When I was a kid (back when the dinosaurs walked the earth) I was fascinated by these massive ice rivers that rolled through mountains I could only dream about.
Eventually I grew up and got to visit the mountains, and finally, in 2014, got to set foot on the Columbia ice fields just north of Banff, Alberta in Canada.
But when I drove past that same glacier just a few years later, it had shrunk considerably.
Which is why I jumped at the chance to read Anita Sanchez' s new book MELTDOWN: DISCOVER EARTH'S IRREPLACEABLE GLACIERS AND LEARN WHAT YOU CAN DO TO SAVE THEM.
Anita is an award winning author of environmental science and nature books for children and it shows in this book, which is clearly written and organized in a way that draws the reader in.
First we learn about glaciers and the role they play in our planet.
Then she explains how we know they are melting, which teaches the importance of data gathering and scientific techniques.
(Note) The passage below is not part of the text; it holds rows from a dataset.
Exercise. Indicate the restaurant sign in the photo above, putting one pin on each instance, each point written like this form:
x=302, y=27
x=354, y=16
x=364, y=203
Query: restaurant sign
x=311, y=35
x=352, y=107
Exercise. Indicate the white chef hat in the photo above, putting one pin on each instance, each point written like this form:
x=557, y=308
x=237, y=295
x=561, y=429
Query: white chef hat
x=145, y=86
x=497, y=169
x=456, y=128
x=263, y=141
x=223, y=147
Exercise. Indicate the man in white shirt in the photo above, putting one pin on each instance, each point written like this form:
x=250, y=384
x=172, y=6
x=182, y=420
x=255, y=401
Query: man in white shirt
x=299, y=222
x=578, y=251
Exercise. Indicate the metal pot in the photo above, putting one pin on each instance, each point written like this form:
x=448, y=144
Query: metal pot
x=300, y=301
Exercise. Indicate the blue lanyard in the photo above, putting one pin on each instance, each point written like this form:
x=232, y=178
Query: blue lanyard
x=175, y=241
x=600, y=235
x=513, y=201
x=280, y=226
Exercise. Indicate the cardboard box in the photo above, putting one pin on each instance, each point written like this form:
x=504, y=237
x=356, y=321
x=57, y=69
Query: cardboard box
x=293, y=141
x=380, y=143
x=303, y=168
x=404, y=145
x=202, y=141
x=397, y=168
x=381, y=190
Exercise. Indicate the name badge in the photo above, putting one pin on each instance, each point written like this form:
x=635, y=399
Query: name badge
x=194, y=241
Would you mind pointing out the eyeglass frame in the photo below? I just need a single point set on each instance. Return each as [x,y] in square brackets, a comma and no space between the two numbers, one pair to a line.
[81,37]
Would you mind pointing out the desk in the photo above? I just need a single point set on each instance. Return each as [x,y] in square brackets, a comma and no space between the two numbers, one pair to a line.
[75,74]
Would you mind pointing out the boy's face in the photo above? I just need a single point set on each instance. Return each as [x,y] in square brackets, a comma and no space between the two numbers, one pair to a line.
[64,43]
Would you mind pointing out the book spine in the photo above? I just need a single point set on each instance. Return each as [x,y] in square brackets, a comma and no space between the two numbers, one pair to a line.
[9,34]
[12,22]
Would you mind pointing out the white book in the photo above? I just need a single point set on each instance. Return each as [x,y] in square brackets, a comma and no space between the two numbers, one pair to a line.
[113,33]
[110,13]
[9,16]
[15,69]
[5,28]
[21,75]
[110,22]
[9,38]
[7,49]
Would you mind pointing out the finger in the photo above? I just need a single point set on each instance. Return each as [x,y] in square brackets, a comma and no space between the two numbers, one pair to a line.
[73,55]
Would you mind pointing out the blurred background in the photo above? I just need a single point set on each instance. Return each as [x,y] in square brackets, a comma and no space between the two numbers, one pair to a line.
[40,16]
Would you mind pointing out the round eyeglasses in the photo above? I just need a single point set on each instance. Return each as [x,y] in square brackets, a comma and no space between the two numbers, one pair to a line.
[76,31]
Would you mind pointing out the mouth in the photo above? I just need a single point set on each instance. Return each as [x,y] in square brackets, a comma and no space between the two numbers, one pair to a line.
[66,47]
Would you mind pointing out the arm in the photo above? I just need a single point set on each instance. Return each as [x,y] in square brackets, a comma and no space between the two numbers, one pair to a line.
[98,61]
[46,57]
Then we learn why they are melting, which was way more complicated and interesting than I had anticipated.
There is lots of cool information about what scientists are finding and learning from our glaciers, and great information about plants and animals that rely on glaciers.
Then we reach the hard part: what will happen if all the glaciers disappear.
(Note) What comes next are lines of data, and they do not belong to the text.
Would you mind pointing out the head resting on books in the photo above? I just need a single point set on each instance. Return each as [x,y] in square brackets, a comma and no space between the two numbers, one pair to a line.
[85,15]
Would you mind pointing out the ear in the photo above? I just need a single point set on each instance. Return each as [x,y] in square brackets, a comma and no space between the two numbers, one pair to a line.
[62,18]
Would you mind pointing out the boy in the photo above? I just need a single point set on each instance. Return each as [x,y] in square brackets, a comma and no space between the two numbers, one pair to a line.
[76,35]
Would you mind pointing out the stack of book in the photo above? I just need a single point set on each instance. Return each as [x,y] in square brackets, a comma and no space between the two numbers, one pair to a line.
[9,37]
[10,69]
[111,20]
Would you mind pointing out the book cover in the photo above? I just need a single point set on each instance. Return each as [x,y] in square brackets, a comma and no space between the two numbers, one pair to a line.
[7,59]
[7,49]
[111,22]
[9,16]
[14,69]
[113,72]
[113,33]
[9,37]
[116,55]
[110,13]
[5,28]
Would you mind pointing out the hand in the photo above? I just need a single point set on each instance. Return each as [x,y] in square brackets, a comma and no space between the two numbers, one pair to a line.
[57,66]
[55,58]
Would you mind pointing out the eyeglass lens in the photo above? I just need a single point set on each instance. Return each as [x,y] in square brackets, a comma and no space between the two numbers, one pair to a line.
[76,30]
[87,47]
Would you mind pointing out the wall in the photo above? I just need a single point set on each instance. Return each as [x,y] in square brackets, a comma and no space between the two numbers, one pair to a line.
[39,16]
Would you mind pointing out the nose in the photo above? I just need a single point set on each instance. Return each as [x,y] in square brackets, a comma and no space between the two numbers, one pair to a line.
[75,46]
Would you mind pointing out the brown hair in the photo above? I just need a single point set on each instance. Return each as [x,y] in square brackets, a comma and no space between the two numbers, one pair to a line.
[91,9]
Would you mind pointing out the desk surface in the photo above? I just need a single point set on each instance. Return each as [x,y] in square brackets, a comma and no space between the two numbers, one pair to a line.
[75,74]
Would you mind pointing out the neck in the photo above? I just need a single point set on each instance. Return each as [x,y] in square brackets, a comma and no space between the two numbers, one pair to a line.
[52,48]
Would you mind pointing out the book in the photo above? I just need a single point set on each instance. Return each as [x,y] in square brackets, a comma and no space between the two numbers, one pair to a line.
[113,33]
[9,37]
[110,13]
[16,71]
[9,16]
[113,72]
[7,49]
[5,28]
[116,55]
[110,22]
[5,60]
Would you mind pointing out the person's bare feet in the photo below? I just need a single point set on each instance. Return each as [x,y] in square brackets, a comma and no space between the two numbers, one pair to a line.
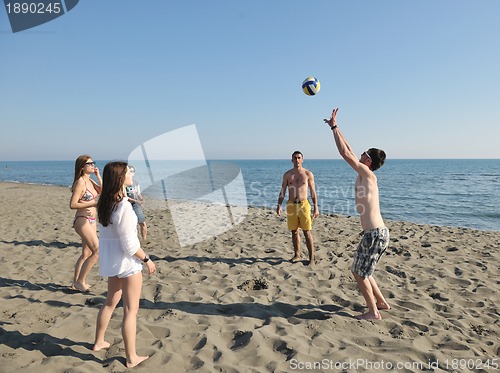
[369,316]
[100,346]
[137,361]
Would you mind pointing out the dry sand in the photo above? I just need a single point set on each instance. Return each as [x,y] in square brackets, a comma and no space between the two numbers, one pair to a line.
[200,312]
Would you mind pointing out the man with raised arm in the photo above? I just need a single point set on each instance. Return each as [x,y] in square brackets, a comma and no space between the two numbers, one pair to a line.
[375,234]
[298,209]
And finally hope: if we take action now, we may be able to mitigate some of the effects.
There's also tons of additional resources for more information, along with a bibliography and glossary.
What I thought
Books about climate change are never easy.
We are learning things we wish we didn't have to know.
But it is especially important for kids to learn this information now, as they can help lead us into a brighter future. (And yes, Greta Thunberg is included in the book)
Sanchez explains things clearly and gives the reader hope, but is also very open about what's at stake.
Meanwhile, Lily Padula's illustrations are great and very evocative:
This book belongs in every home and library, and teachers need to use it to help explain what's happening.
Sanchez and Padula have issued a clarion call for action.
My hope is that tons of people read this book and do something about it.